Никто не передал облик двух столиц с большим блеском, чем Гоголь в своих «Петербургских записках 1836 года» — к тому времени характер обоих городов в значительной степени сформировался. «В самом деле, куда забросило русскую столицу — на край света! Выкинет штуку русская столица, если подсоседится к ледяному полюсу!» — восклицает он удивленно. А затем набрасывает феноменологический очерк, точный до сих пор, несмотря на провинциализацию бывшего Петербурга. Москва представляется ему «с русской бородой», Петербург же — «аккуратный немец». Москва «раскинулась и расширилась», а «щеголь Петербург» «сдвинулся, вытянулся в струнку». Москва для него «старая домоседка», тогда как Петербург — «разбитной малый». Петербург — аккуратист «и, прежде нежели задумает дать вечеринку, посмотрит в карман; Москва — русский дворянин, и если уж веселится, то веселится до упаду». В Москве журналы глубокомысленно говорят о Канте, Шеллинге «и проч., и проч., в петербургских журналах говорят только о публике и благонамеренности». В Петербурге писатели зарабатывают свои деньги, в Москве — тратят их. «Москва — большой гостиный двор; Петербург — светлый магазин. Москва нужна для России; для Петербурга нужна Россия. Петербург любит подтрунить над Москвою, над ее аляповатостию, неловкостию и безвкусьем. С давних пор процветает ностальгия по серебряному городу, ушедшему в небытие, но в то же время извергаются и запоздалые проклятия по поводу вины, которую взвалила на себя петровская эпоха.
Площадь Свердлова
У путешественников, которые посещали Москву еще до великих преобразований, при виде «сорока сороков» глаза выскакивали из орбит, а сердце из груди. Их взгляд притягивала церковь в конце проспекта, на дальнем холме, поражала колокольня на одной из главных деловых улиц, привлекала монастырская стена в парке. Тот, кто приезжает в Москву сегодня и рассыпается в восторгах, осматривая город, полный церквей и монастырей, мне кажется, не говорит правды. Ведь былое великолепие низвергнуто. Но тут нужно сразу же оговориться, во избежание недоразумений: в Москве до сих пор можно увидеть или, вернее, найти, пожалуй, больше церквей и монастырей, чем в городах Центральной Европы, оставшихся христианскими.
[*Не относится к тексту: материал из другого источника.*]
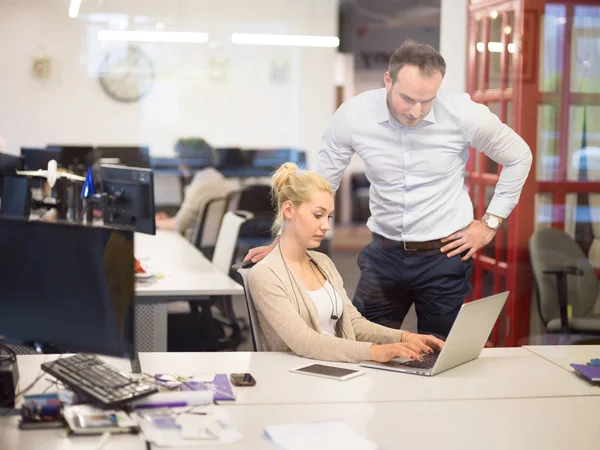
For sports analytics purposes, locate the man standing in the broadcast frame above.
[247,41,532,337]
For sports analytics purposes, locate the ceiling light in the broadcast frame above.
[69,0,81,19]
[476,42,515,53]
[231,33,340,47]
[98,30,208,44]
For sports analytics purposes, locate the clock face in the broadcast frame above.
[100,47,154,102]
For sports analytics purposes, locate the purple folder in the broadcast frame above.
[154,373,235,402]
[571,364,600,381]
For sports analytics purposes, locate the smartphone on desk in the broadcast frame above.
[229,373,256,386]
[290,364,365,381]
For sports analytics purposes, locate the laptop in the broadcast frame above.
[360,292,508,376]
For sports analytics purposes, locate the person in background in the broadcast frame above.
[249,163,444,362]
[155,167,238,238]
[246,41,532,336]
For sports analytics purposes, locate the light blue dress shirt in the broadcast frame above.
[317,88,532,242]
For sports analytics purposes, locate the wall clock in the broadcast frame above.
[99,46,154,103]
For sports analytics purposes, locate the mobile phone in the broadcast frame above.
[290,364,365,381]
[229,373,256,386]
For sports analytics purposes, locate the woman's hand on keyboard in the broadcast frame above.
[369,342,428,362]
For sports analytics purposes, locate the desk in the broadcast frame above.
[134,230,244,352]
[139,348,600,405]
[0,349,600,450]
[523,345,600,372]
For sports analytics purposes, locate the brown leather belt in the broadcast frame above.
[373,233,446,252]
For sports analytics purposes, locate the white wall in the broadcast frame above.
[440,0,467,92]
[0,0,338,169]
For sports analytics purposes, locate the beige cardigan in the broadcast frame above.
[249,246,403,362]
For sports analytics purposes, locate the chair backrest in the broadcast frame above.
[191,197,228,250]
[529,228,598,323]
[233,264,263,352]
[212,211,253,274]
[0,175,31,219]
[229,184,274,217]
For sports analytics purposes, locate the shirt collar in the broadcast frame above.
[374,88,435,127]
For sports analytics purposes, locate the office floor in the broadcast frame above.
[233,245,417,352]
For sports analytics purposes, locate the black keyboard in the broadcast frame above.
[42,354,157,407]
[398,350,440,369]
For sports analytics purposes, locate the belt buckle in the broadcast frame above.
[402,241,417,252]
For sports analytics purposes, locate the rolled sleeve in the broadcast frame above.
[316,104,354,191]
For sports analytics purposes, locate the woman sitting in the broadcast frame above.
[249,163,444,362]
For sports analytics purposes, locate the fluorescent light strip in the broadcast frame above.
[98,30,208,44]
[476,42,515,53]
[231,33,340,47]
[69,0,81,19]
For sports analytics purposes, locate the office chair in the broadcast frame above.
[228,184,276,251]
[529,228,600,340]
[167,211,253,351]
[232,261,263,352]
[191,196,229,260]
[0,175,31,219]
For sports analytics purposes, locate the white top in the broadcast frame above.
[134,230,244,303]
[308,280,344,337]
[317,89,532,242]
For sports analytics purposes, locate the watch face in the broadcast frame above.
[486,216,500,228]
[100,47,154,102]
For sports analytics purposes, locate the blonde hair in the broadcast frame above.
[271,163,333,234]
Так что в процессе поиска церквей и монастырей речь идет о другом: мы констатируем, что «смена декораций», вероятно, нигде не принесла столь долговечного успеха, как в деле лишения Москвы ее старого силуэта, определявшегося церквями. Церкви не снесли, но задвинули в тень. Конечно, драгоценнейшие сокровища древнерусского церковного искусства пали жертвами лома и кирки. Вспомним, например, Чудов монастырь в Кремле или Симонов монастырь, которому пришлось уступить место строительству Дворца культуры ЗИЛ. Но ликвидация, кажется, все-таки не была первоочередной задачей, чаще церковные здания не сносились, а меняли свое назначение.